Second quarter sales at Harlequin fell to C$107.0 million from C$110.3 million, but operating profit rose to C$18.0 million from C$16.3 million in last year’s second period, parent company Torstar reported this morning. The drop in revenue was due to the decline in sales of print titles that was not entirely offset by higher digital sales. Earnings rose due to lower promotional spending and a lower returns provision. Foreign exchange had a C$100,000 negative impact on revenue.

According to Torstar, North America sales were down C$3.3 million in the quarter with declines of C$2.6 million in retail print and C$2.3 million in direct-to-consumer revenue more than offsetting digital revenue growth of C$1.6 million. Torstar noted that in North America, the shift in retail sales from print to digital moderated in the second quarter, although it added that Harlequin has adjusted its print volumes to account for the higher percentage of digital sales.
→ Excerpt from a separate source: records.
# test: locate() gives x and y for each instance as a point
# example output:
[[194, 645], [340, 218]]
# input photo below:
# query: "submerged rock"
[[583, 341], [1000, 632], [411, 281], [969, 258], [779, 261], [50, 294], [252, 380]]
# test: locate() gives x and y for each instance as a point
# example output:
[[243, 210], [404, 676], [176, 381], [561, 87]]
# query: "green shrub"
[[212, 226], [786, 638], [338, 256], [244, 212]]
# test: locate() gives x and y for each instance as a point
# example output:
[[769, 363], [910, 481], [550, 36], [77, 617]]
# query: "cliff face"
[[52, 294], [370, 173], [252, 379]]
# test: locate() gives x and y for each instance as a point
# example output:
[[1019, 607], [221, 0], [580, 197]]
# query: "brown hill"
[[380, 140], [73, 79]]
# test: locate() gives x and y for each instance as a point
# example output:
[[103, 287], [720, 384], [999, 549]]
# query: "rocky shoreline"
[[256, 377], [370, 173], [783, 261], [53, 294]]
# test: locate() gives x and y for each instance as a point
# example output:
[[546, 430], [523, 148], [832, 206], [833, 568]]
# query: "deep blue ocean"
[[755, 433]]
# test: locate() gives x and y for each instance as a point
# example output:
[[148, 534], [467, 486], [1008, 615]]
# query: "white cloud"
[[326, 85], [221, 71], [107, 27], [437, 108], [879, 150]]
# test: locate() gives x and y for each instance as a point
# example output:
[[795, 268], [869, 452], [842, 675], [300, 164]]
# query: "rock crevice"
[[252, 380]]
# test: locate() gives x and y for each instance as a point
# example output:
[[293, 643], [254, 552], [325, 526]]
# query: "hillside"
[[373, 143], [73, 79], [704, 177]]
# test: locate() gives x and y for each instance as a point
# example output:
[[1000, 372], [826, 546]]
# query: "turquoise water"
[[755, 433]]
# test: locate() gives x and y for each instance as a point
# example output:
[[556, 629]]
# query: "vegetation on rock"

For all of Harlequin, digital revenue was 20.4% of total sales in the quarter (and the six month period), compared to 15.0% for the second quarter of 2011 (and 14.3% for the six months).

In overseas markets, business continued to be negatively impacted by softness in Europe, although in the quarter digital revenue growth offset lower retail print and direct-to-consumer revenue resulting in an increase in sales of about C$200,000.

For the first half of 2012, sales were down 5.3%, to C$213.7 million, but operating earnings were up slightly, rising to C$38.4 million from C$38.3 million. Torstar said it expects results in the second half of 2012 at Harlequin to decline due to factors that include higher author royalty rates for digital sales and a difficult comparison with a strong 2011 performance. Beginning July 1, Harlequin raised its e-book royalty rate on its frontlist titles and for much of its backlist.